Regeneron's Cemdisiran Gets FDA Priority Review for gMG

Regeneron Pharmaceuticals (REGN) announced that the U.S. FDA and European Medicines Agency (EMA) have accepted regulatory applications for cemdisiran to treat adult patients with anti-AChR antibody-positive generalized myasthenia gravis (gMG). The FDA granted Priority Review with a target action date in November 2026.

The Product

Cemdisiran is an investigational small interfering RNA (siRNA) therapy administered subcutaneously.
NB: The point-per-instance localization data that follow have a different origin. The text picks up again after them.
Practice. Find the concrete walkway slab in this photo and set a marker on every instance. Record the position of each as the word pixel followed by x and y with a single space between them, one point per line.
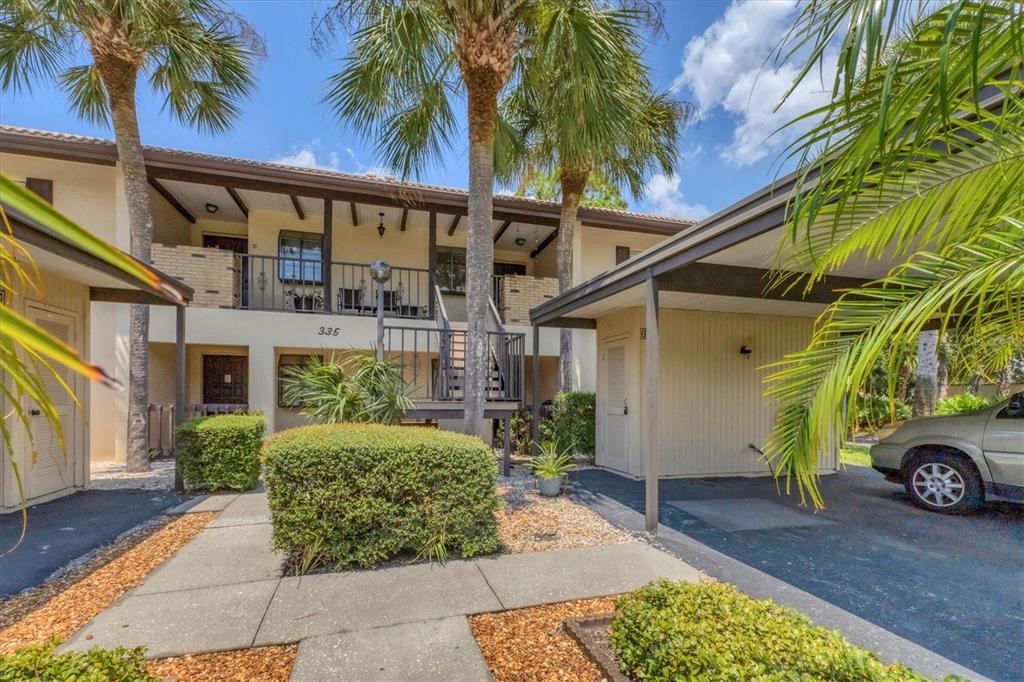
pixel 442 649
pixel 248 508
pixel 544 578
pixel 204 503
pixel 218 556
pixel 171 624
pixel 336 602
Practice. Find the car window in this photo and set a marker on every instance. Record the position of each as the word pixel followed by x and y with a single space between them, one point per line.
pixel 1014 409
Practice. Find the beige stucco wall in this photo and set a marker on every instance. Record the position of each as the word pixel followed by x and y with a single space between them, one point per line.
pixel 712 403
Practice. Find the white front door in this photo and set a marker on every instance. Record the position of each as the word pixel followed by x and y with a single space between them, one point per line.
pixel 50 467
pixel 615 406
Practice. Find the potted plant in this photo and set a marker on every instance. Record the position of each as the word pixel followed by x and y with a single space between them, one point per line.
pixel 550 468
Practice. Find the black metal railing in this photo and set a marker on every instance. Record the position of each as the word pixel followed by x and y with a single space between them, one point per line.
pixel 162 421
pixel 298 285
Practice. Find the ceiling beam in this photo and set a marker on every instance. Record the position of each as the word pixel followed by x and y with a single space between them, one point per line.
pixel 238 201
pixel 175 204
pixel 544 245
pixel 298 207
pixel 454 224
pixel 501 230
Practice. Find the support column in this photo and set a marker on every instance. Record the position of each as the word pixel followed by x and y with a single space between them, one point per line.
pixel 652 399
pixel 535 426
pixel 327 253
pixel 179 387
pixel 432 259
If approved, it would be the first siRNA therapy for gMG and the only option given subcutaneously just four times a year, potentially reshaping treatment convenience in this rare autoimmune disease.

Pricing and Availability

Pricing details have not been disclosed by Regeneron. Final approval depends on the regulatory review outcome.

Competition

Current gMG treatments include cholinesterase inhibitors, corticosteroids, immunosuppressants, and monoclonal antibodies like eculizumab and ravulizumab. Cemdisiran offers a novel mechanism (siRNA) and less frequent dosing.

Potential Impact on the Company

If approved, cemdisiran could strengthen Regeneron's rare disease portfolio and provide a new revenue stream. It may also shift the narrative around the company from reliance on eye drugs to expansion into neuromuscular disorders.